Most processors have reduced milk prices from Sh38 to Sh30 per liter, prompting an outcry from farmers who are already grappling with high production costs, resulting in substantial financial losses. Private processors have warned of the potential for further price declines as they navigate the challenges posed by excess production.
The Kenya Dairy Farmer Federation (KDFF) reported that thousands of liters of milk are going to waste. “Many milk cooperative societies are on the brink of collapse due to exploitation by private processors, who are offering as little as Sh30 per liter at the farm gate, contrary to the agreed price of Sh33 per liter established with the Kenya Dairy Board and the Ministry of Agriculture,” stated KDFF chairperson Stanley Ng’ombe.
The challenges facing dairy farmers are exacerbated by rising animal feed costs and declining quality of livestock breeds, worsened by the high expenses associated with artificial insemination and embryo transfer. A report from the Ministry of Agriculture indicated that Kenya produced an average of 4.2 billion liters of milk last year, significantly below its potential of 12 billion liters, largely due to poor husbandry practices.

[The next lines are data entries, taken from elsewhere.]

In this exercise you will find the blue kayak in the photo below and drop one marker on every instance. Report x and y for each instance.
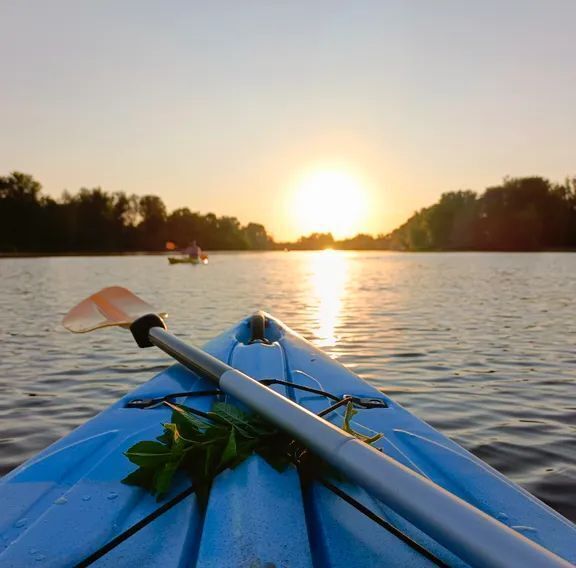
(68, 502)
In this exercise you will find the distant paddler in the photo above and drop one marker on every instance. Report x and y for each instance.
(193, 251)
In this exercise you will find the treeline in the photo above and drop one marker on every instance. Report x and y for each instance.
(528, 213)
(521, 214)
(93, 220)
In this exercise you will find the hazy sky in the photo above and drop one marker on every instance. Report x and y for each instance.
(221, 106)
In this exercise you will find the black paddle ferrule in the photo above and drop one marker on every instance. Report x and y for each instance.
(141, 327)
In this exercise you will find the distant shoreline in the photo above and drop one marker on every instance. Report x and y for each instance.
(217, 252)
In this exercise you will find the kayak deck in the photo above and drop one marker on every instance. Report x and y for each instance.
(68, 501)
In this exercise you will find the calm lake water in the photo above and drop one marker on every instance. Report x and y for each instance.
(482, 346)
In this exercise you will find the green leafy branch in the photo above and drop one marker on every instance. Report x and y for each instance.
(204, 446)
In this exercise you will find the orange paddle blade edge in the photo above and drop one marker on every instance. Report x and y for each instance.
(113, 306)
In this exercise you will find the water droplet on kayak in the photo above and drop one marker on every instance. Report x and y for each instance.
(502, 517)
(525, 530)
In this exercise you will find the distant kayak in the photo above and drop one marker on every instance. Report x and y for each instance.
(187, 260)
(68, 503)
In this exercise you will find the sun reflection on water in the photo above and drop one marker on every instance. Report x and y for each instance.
(329, 273)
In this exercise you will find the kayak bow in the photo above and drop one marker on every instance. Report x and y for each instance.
(442, 496)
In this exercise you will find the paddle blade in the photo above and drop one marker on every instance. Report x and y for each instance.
(114, 306)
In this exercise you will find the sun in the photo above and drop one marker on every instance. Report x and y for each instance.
(329, 201)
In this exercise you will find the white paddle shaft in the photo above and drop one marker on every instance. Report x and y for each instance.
(470, 534)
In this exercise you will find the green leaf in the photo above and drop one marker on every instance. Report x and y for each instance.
(230, 452)
(348, 415)
(163, 478)
(148, 454)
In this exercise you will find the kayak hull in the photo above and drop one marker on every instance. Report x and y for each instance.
(68, 501)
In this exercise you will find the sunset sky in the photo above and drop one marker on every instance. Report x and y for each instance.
(245, 108)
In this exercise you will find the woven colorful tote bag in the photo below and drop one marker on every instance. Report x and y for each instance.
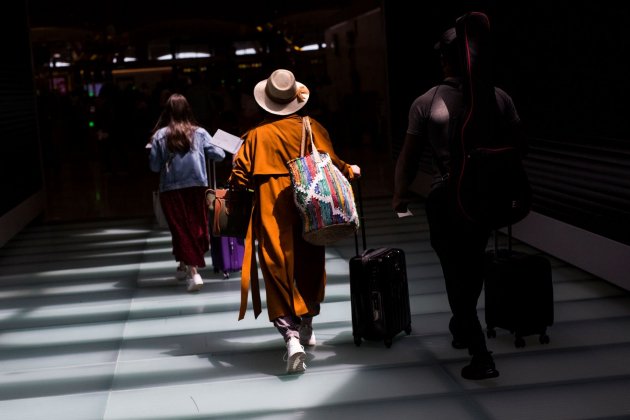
(322, 194)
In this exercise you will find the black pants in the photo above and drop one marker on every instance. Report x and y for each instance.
(460, 246)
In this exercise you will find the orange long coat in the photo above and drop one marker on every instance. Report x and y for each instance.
(293, 270)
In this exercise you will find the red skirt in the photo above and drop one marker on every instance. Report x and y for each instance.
(187, 217)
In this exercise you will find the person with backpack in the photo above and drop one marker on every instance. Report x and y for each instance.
(434, 121)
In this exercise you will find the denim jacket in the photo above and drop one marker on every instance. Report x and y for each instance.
(183, 170)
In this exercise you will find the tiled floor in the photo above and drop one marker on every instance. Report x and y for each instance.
(93, 327)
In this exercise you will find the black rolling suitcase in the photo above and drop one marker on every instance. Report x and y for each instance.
(379, 293)
(518, 293)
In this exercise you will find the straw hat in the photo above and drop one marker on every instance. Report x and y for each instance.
(281, 94)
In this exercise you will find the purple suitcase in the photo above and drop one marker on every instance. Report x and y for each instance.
(227, 254)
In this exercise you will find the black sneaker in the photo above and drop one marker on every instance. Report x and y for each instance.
(481, 367)
(459, 344)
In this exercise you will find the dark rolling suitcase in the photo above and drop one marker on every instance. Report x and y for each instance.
(518, 293)
(227, 254)
(379, 293)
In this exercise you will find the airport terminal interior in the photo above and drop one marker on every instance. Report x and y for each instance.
(94, 325)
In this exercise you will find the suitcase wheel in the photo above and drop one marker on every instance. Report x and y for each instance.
(519, 342)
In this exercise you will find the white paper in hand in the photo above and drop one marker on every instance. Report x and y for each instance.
(226, 141)
(405, 214)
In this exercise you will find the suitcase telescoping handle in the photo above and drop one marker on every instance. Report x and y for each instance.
(359, 200)
(212, 174)
(496, 240)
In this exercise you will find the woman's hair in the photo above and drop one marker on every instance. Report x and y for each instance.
(178, 117)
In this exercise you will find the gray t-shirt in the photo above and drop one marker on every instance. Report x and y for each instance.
(435, 113)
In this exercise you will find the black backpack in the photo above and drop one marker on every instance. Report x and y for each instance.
(488, 178)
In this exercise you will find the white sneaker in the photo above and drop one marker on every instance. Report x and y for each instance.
(194, 283)
(295, 356)
(307, 336)
(181, 273)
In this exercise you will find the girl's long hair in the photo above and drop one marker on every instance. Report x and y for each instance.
(178, 117)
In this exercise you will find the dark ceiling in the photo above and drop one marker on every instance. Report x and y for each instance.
(187, 18)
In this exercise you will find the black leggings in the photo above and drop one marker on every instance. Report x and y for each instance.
(460, 246)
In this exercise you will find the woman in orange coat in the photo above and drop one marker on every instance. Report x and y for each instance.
(293, 269)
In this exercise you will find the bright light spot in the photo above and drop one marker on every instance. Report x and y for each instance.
(246, 51)
(310, 47)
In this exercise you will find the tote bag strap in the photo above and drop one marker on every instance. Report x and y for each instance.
(306, 128)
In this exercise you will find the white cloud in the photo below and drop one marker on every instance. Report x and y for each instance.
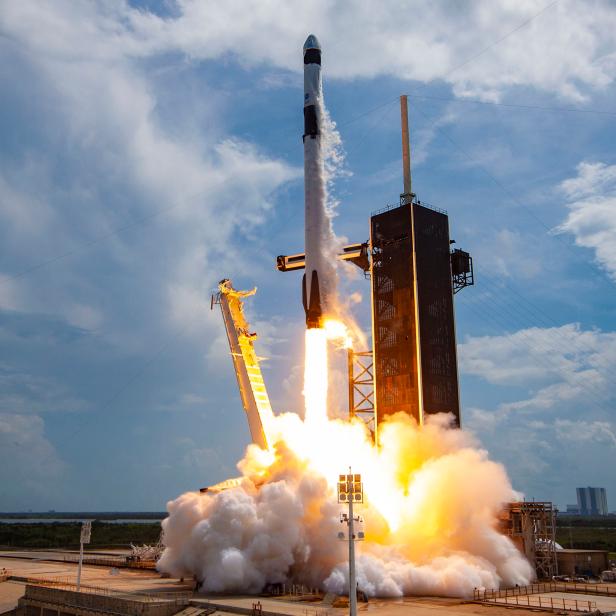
(81, 56)
(586, 431)
(559, 360)
(22, 393)
(565, 50)
(29, 465)
(553, 393)
(591, 200)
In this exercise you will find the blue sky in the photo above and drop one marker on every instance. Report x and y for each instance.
(150, 149)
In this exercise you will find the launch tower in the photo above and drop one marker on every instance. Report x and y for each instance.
(414, 275)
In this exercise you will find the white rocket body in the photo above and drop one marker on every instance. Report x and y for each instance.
(316, 281)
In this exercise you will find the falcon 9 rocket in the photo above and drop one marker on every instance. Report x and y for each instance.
(317, 281)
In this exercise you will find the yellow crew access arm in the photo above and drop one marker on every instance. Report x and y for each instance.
(245, 361)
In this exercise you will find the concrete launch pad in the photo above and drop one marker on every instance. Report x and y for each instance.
(28, 567)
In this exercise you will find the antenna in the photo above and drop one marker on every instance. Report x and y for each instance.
(407, 195)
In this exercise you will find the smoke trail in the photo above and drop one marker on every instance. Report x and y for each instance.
(433, 499)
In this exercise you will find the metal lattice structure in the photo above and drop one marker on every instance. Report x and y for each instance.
(361, 387)
(532, 527)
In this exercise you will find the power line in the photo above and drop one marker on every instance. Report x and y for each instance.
(500, 40)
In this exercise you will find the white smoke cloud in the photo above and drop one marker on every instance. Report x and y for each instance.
(281, 524)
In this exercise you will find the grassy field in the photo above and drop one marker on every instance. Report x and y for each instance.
(589, 533)
(66, 535)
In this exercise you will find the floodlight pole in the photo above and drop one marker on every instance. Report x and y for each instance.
(352, 583)
(80, 563)
(84, 537)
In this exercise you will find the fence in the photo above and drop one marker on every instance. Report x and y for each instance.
(112, 561)
(544, 587)
(63, 583)
(552, 603)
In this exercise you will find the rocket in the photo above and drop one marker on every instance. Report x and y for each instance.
(315, 284)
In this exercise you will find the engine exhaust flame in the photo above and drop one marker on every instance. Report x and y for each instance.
(432, 498)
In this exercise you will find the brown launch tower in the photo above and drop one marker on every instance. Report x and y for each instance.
(413, 331)
(412, 367)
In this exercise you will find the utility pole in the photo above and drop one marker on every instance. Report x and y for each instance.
(350, 490)
(86, 530)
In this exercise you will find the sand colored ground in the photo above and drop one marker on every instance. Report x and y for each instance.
(32, 565)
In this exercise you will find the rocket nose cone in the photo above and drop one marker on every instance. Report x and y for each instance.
(312, 42)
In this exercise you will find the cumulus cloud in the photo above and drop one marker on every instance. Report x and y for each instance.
(566, 356)
(23, 393)
(591, 201)
(564, 49)
(551, 397)
(29, 464)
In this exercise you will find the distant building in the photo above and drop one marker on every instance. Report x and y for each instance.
(582, 562)
(592, 501)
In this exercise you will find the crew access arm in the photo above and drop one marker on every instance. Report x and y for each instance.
(245, 361)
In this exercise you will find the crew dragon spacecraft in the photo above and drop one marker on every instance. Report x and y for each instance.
(317, 280)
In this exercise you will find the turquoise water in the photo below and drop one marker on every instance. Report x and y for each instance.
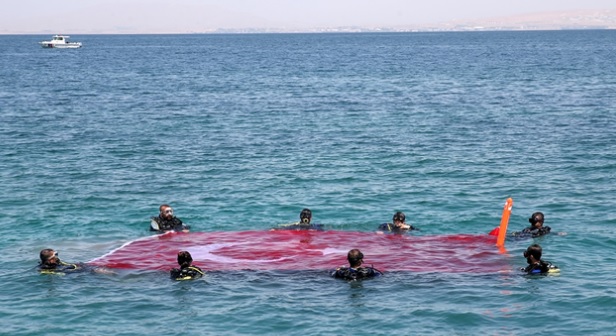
(240, 132)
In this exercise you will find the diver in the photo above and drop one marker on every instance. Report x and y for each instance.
(398, 226)
(535, 264)
(536, 228)
(166, 221)
(51, 264)
(187, 270)
(355, 271)
(305, 218)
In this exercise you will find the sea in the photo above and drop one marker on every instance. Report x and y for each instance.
(240, 132)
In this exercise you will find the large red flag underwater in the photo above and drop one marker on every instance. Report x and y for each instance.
(316, 250)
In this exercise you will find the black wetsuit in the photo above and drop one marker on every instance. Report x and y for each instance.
(389, 227)
(61, 268)
(351, 273)
(300, 226)
(186, 273)
(542, 267)
(532, 232)
(174, 224)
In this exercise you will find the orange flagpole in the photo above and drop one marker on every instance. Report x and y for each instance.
(502, 232)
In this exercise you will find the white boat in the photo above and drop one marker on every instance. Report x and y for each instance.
(60, 41)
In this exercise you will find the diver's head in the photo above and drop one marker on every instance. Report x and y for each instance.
(399, 218)
(305, 216)
(536, 220)
(184, 259)
(533, 254)
(49, 257)
(355, 258)
(166, 211)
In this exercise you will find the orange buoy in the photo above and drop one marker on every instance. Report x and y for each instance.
(502, 229)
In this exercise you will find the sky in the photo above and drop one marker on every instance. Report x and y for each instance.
(189, 16)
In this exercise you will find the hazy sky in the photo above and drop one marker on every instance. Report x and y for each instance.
(182, 16)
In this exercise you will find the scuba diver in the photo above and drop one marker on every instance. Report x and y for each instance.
(535, 264)
(355, 271)
(536, 228)
(304, 223)
(51, 264)
(187, 270)
(166, 221)
(398, 226)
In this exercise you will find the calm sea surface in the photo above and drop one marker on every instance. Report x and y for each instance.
(240, 132)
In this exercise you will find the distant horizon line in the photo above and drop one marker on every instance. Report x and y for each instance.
(328, 31)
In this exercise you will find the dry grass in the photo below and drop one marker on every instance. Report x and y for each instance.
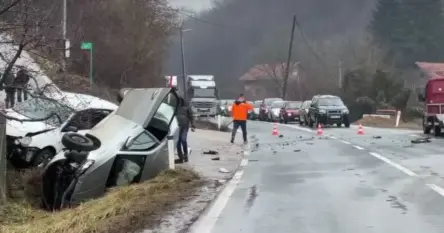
(386, 123)
(123, 209)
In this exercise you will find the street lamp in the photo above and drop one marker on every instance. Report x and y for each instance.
(183, 61)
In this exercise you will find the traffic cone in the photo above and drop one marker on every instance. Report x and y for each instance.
(275, 132)
(360, 130)
(319, 132)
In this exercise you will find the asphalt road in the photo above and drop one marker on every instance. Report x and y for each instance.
(341, 182)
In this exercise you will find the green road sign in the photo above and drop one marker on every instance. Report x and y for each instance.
(86, 46)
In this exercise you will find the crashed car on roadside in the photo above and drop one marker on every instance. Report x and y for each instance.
(35, 143)
(128, 146)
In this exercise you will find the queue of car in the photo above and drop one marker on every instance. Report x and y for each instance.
(320, 110)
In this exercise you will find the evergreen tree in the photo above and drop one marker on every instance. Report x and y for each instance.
(409, 30)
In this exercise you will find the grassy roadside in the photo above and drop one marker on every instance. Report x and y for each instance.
(387, 123)
(123, 209)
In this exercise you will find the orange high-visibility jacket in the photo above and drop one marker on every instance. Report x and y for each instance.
(239, 110)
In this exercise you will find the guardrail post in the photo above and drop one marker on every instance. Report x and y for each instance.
(171, 163)
(3, 161)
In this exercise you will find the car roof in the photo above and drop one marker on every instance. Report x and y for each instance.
(80, 102)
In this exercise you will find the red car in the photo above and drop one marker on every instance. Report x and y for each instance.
(290, 112)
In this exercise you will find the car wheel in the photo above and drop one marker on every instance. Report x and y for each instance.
(437, 131)
(42, 158)
(426, 129)
(75, 141)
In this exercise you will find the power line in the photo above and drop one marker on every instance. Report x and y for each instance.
(184, 13)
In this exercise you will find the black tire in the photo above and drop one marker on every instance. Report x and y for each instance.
(42, 158)
(75, 141)
(437, 131)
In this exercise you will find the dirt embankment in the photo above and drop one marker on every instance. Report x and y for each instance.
(123, 209)
(388, 123)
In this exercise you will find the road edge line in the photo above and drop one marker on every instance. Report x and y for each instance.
(208, 218)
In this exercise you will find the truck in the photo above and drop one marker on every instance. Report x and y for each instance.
(433, 97)
(201, 92)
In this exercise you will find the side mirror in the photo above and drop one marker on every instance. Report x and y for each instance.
(71, 128)
(129, 142)
(421, 97)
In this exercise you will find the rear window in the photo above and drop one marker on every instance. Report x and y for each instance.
(293, 105)
(270, 101)
(278, 104)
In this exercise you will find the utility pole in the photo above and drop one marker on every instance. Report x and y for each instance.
(66, 42)
(340, 75)
(184, 77)
(287, 68)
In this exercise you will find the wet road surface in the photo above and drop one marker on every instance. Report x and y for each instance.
(339, 183)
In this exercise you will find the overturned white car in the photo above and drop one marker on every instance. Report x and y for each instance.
(35, 143)
(130, 145)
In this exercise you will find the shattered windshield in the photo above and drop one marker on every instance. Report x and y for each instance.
(204, 93)
(330, 102)
(37, 108)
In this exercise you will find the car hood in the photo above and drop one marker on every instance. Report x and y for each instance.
(20, 129)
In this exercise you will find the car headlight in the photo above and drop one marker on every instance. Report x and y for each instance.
(84, 167)
(25, 141)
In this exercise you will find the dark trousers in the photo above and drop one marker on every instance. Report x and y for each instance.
(243, 126)
(21, 92)
(10, 97)
(182, 144)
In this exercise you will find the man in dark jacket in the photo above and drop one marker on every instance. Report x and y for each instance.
(185, 120)
(7, 83)
(21, 82)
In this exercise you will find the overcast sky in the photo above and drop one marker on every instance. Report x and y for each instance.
(196, 5)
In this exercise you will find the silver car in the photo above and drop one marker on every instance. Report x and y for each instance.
(129, 145)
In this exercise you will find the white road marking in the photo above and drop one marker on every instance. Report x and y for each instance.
(393, 164)
(437, 189)
(206, 222)
(345, 142)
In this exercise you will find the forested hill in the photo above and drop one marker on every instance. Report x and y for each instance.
(228, 39)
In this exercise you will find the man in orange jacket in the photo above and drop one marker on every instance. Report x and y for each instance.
(239, 112)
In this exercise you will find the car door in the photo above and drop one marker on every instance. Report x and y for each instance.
(150, 147)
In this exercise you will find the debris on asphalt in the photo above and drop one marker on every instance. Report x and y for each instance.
(210, 152)
(223, 170)
(420, 140)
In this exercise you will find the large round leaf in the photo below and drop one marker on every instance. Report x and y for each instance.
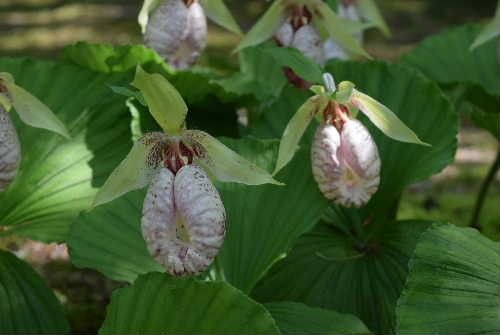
(417, 101)
(297, 318)
(454, 284)
(446, 58)
(109, 239)
(27, 305)
(157, 303)
(264, 221)
(58, 178)
(330, 270)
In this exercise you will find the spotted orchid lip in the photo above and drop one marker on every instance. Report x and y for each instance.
(346, 164)
(178, 32)
(10, 150)
(183, 220)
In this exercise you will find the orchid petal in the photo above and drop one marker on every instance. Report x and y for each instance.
(31, 110)
(266, 27)
(133, 173)
(217, 11)
(296, 128)
(384, 119)
(165, 104)
(225, 164)
(147, 7)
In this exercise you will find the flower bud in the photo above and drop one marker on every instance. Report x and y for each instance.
(10, 150)
(178, 32)
(183, 220)
(346, 165)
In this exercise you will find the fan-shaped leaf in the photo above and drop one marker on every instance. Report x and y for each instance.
(159, 304)
(454, 284)
(58, 178)
(27, 305)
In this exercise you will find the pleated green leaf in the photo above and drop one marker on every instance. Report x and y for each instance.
(297, 318)
(336, 272)
(156, 303)
(27, 304)
(264, 221)
(454, 284)
(109, 239)
(58, 178)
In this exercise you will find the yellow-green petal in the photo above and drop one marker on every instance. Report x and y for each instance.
(296, 128)
(133, 173)
(31, 110)
(370, 11)
(226, 165)
(332, 24)
(217, 11)
(147, 7)
(165, 103)
(265, 28)
(384, 119)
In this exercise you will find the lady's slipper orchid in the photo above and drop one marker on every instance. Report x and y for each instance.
(345, 158)
(183, 217)
(32, 112)
(177, 29)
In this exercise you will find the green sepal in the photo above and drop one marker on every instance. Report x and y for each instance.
(165, 103)
(384, 119)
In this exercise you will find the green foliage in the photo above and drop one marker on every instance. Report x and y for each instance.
(361, 276)
(27, 305)
(297, 318)
(159, 304)
(453, 286)
(58, 178)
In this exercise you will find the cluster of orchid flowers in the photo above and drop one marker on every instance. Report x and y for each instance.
(177, 29)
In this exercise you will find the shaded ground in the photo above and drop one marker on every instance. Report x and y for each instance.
(43, 27)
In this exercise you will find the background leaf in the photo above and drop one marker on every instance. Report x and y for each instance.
(454, 284)
(417, 101)
(109, 239)
(58, 178)
(297, 318)
(332, 270)
(27, 305)
(157, 303)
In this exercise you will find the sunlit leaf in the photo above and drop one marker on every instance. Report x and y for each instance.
(333, 25)
(58, 178)
(453, 286)
(225, 164)
(27, 304)
(156, 303)
(217, 11)
(31, 110)
(265, 28)
(296, 128)
(384, 119)
(370, 11)
(164, 101)
(133, 173)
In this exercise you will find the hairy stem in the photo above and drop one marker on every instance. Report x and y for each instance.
(483, 191)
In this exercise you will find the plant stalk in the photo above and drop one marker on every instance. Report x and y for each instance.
(483, 191)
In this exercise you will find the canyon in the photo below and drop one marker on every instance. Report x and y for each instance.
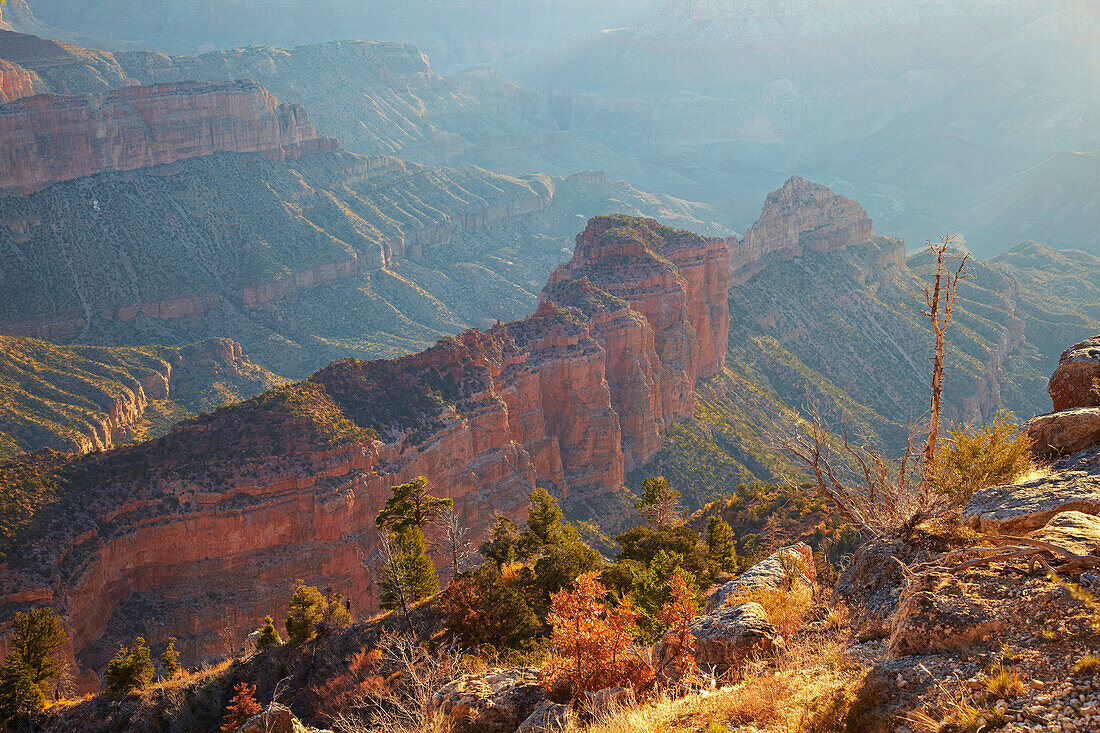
(47, 139)
(211, 525)
(79, 398)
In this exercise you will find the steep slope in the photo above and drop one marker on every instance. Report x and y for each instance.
(212, 524)
(50, 138)
(80, 398)
(301, 262)
(825, 314)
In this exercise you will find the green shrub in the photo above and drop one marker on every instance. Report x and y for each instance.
(131, 668)
(268, 635)
(975, 459)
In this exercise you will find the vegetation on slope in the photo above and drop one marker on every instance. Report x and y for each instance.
(81, 397)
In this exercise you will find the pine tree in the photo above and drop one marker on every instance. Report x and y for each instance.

Ng’ombe, who also chairs the Lelchego milk cooling plant in Nandi County, noted that the facility currently processes an average of 12,000 liters daily, despite having an operational capacity of 18,000 liters. This discrepancy has forced a reduction in milk intake to minimize losses.
“Post-harvest losses stemming from decreased demand, high operational costs for electricity and transportation, and fluctuating feed prices are major challenges in the sector,” he explained.
Farmers are urging the government to implement measures to support the industry, including increased funding for the New Kenya Cooperative Creameries to ensure timely and affordable payments for milk deliveries. Although the state-owned company offers Sh55 per liter, delays in payment have dissuaded farmers from supplying their milk.
They are also advocating for funding from the Agricultural Finance Corporation to be extended as credit to dairy and grain farmers, among other agricultural initiatives. “The government needs to enhance support for the dairy sector through the AFC and address the challenges hindering farmers’ efforts to boost production and profitability,” emphasized Mary Jeptoo from Sergoit in Uasin Gishu County.
The North Rift region is home to approximately 1.2 million dairy cows, along with 400,000 to 500,000 heifers.